Migrating Legacy Microservices to Modern Java and TypeScript
Incremental strangler fig migration — containerize first, route traffic gradually, and validate with shadow mode testing.
Join the DZone community and get the full member experience.
Join For Free"Modernize the legacy stack" is a phrase that strikes dread into every senior engineer's heart — and for good reason. Migration projects fail at a notoriously high rate. They balloon in scope, break running systems, and produce tech debt that rivals what they replaced. I led successful migrations of critical microservices to modern runtimes, containerized deployments, and event-driven architectures — on time, without downtime, and with measurable gains in performance and reliability.
This article distills the frameworks, patterns, and hard lessons from those engagements into a practical guide for teams facing similar challenges.
Why Migrations Fail: The Common Traps
Before discussing what works, it's worth naming what doesn't:
- The Big Bang rewrite: Halting feature development to rebuild from scratch. Systems become outdated before they ship. Teams lose institutional knowledge. This almost always fails.
- The framework upgrade without architecture change: Upgrading Java 8 → Java 17 without rethinking the monolithic service structure just ships a faster monolith. The underlying problems remain.
- Ignoring the database layer: Migrating application services while leaving tightly-coupled schemas in place creates a false sense of progress. The database becomes the new bottleneck.
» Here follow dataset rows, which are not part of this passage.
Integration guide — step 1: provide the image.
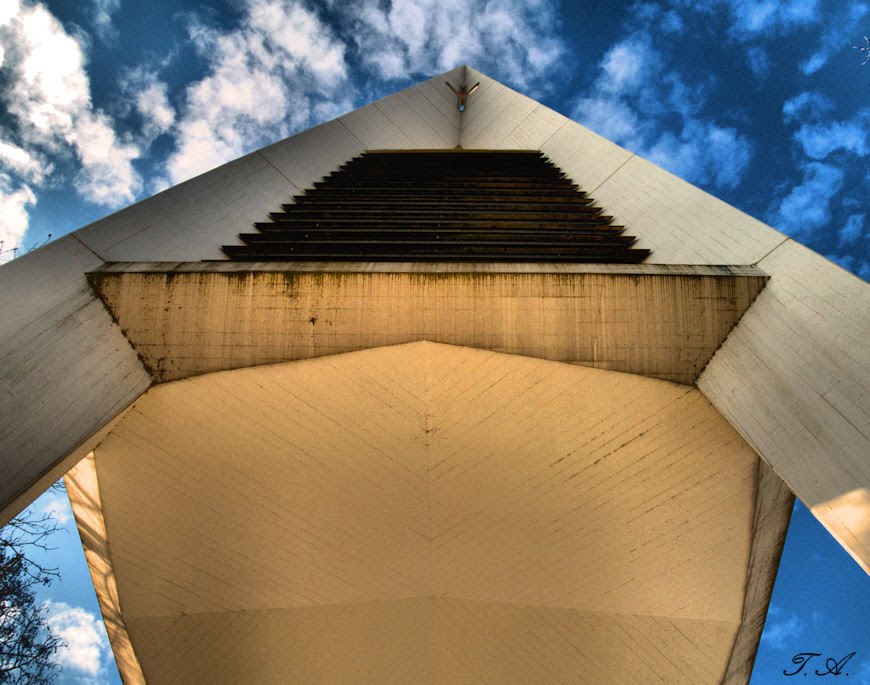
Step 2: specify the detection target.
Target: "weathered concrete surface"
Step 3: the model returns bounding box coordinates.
[0,236,151,523]
[89,263,765,383]
[698,241,870,572]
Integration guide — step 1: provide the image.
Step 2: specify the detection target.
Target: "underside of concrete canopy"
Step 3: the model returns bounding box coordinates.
[68,342,791,683]
[0,67,870,682]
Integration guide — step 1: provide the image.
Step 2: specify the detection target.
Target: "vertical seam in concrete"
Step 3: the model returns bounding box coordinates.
[257,150,302,192]
[69,236,106,262]
[754,236,791,266]
[372,102,450,145]
[540,120,570,152]
[336,117,369,150]
[588,152,637,193]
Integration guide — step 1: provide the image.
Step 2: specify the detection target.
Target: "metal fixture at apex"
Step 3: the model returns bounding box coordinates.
[444,81,480,112]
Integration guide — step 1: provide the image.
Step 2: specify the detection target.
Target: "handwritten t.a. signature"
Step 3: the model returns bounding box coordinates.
[782,652,855,676]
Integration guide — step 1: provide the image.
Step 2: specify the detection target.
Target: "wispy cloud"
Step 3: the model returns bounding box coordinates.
[91,0,121,43]
[782,91,834,124]
[800,2,870,76]
[46,601,109,678]
[761,606,804,650]
[343,0,565,93]
[794,115,870,159]
[164,0,353,183]
[746,45,770,79]
[0,0,141,259]
[837,214,870,247]
[121,67,176,147]
[768,162,844,237]
[572,30,752,188]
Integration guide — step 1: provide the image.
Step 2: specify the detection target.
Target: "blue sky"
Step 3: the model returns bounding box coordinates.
[0,0,870,683]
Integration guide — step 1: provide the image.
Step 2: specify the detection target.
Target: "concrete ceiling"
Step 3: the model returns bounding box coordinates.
[73,342,790,683]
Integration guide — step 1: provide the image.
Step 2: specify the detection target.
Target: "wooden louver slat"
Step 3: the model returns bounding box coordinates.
[223,150,649,263]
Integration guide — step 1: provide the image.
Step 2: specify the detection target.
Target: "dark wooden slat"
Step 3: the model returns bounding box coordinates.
[223,150,649,263]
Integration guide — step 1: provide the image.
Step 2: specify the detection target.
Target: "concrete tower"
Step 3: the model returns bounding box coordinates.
[0,67,870,683]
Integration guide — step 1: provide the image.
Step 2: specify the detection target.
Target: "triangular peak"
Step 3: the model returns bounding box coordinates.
[63,67,785,264]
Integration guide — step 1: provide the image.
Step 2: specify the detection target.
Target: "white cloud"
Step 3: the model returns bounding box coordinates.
[782,91,834,123]
[342,0,565,92]
[770,162,843,237]
[728,0,819,40]
[761,607,804,650]
[0,173,36,264]
[794,115,870,159]
[0,140,51,183]
[572,95,643,149]
[599,34,660,94]
[46,602,109,677]
[647,120,751,188]
[42,495,72,526]
[838,214,866,247]
[121,67,175,147]
[800,2,870,76]
[92,0,121,42]
[167,0,352,183]
[572,29,752,188]
[746,45,770,79]
[0,3,141,214]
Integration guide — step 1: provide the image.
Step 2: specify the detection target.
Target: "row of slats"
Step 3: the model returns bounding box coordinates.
[223,150,649,262]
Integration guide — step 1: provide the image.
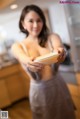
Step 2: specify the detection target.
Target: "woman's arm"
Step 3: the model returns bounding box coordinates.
[11,43,30,64]
[50,34,66,63]
[11,43,43,72]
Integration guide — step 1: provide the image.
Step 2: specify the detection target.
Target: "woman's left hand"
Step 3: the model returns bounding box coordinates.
[57,47,66,63]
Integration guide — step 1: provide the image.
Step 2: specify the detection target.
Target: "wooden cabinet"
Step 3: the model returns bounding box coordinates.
[0,64,29,108]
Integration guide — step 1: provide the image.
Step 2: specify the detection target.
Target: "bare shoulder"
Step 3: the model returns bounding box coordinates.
[48,33,63,48]
[48,33,61,42]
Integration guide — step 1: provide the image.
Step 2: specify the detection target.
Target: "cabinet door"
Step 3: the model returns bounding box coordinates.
[0,79,11,108]
[6,72,26,102]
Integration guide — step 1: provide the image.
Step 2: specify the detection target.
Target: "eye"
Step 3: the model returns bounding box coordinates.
[37,19,42,22]
[29,19,33,23]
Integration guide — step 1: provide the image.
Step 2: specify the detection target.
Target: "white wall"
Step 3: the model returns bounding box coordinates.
[49,3,70,44]
[0,1,70,43]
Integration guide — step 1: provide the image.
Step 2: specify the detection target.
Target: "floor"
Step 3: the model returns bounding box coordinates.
[1,71,80,119]
[3,98,32,119]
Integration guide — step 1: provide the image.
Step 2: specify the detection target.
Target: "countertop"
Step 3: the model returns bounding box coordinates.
[0,54,18,69]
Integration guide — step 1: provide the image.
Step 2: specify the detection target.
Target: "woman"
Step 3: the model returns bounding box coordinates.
[12,5,75,119]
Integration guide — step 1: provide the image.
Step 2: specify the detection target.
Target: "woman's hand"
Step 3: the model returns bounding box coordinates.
[57,47,66,63]
[26,57,43,72]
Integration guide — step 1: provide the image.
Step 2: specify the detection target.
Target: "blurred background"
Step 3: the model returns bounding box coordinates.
[0,0,80,119]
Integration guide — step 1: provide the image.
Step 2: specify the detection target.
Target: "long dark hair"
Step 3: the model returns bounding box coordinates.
[19,5,49,47]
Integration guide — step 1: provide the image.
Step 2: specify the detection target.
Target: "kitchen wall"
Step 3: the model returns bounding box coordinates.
[0,1,70,47]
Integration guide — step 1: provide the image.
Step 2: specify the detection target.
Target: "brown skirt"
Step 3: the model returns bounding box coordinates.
[29,74,75,119]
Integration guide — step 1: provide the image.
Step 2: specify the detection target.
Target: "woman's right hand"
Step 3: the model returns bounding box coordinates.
[26,57,43,72]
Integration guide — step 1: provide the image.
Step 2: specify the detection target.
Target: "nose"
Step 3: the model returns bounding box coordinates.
[34,22,38,28]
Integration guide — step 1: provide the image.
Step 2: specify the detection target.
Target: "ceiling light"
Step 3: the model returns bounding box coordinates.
[10,4,18,10]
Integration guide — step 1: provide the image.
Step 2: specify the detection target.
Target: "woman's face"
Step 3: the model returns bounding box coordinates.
[23,11,43,37]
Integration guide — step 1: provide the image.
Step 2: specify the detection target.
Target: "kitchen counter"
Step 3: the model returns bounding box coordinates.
[0,55,29,108]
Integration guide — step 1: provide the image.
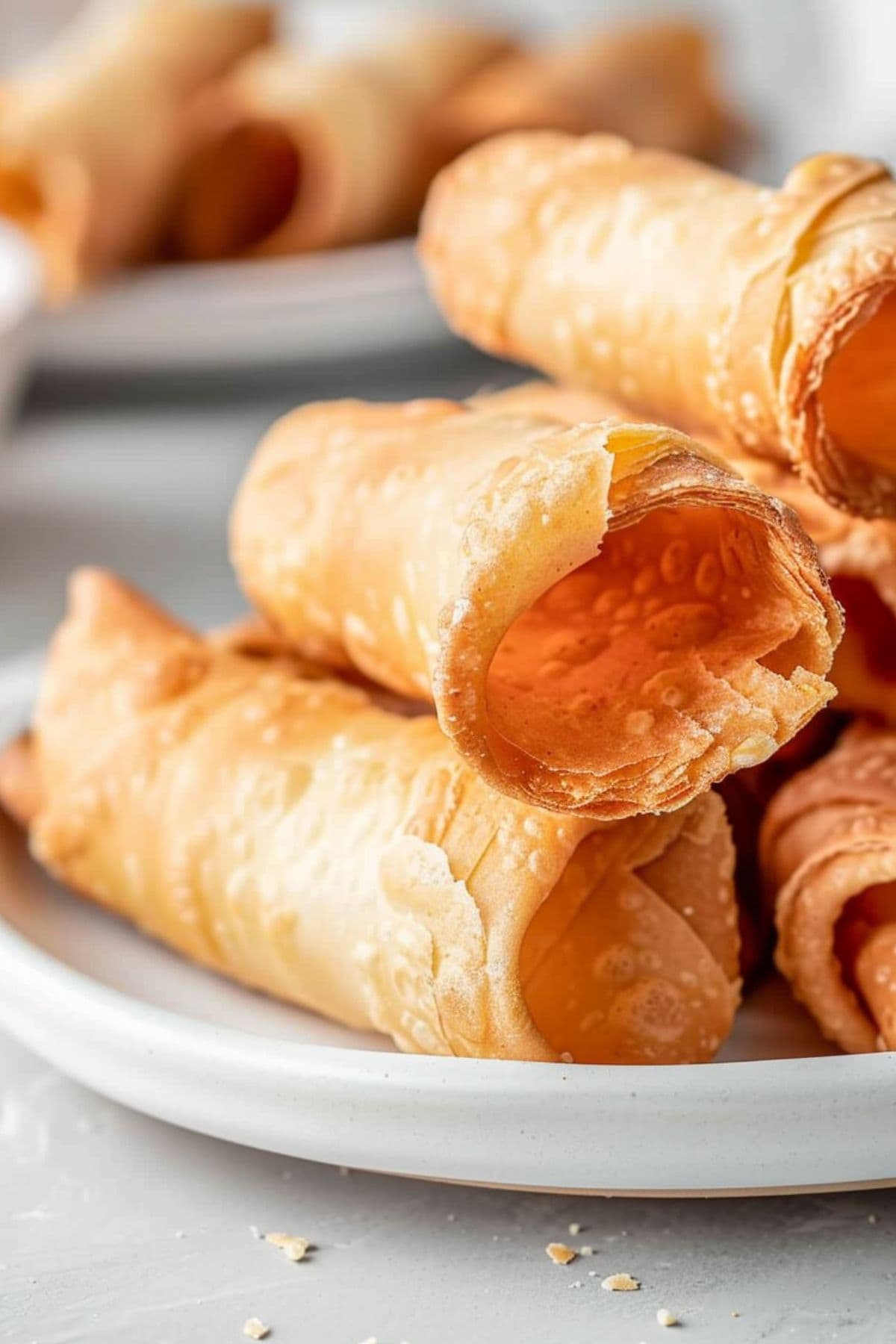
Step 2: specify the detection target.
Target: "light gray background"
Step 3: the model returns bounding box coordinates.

- The missing Strangler Fig:— Attempting to migrate everything simultaneously instead of routing traffic incrementally.
The pattern that works: incremental strangler fig migration with continuous deployment verification.
Phase 0: Characterize Before You Modernize
The first step — before writing a single line of new code — is deep characterization of the existing system.
Build a Dependency Map
# For Maven projects: visualize the dependency tree
mvn dependency:tree -Dverbose | grep -E "(INFO|WARN)" > dep-tree.txt
# For Node.js microservices: check for outdated dependencies
This analysis revealed 23 transitive dependencies that were unmaintained, 4 services using Spring Boot 1.5 (EOL), and 3 services sharing a database schema — a classic anti-pattern in microservice architectures.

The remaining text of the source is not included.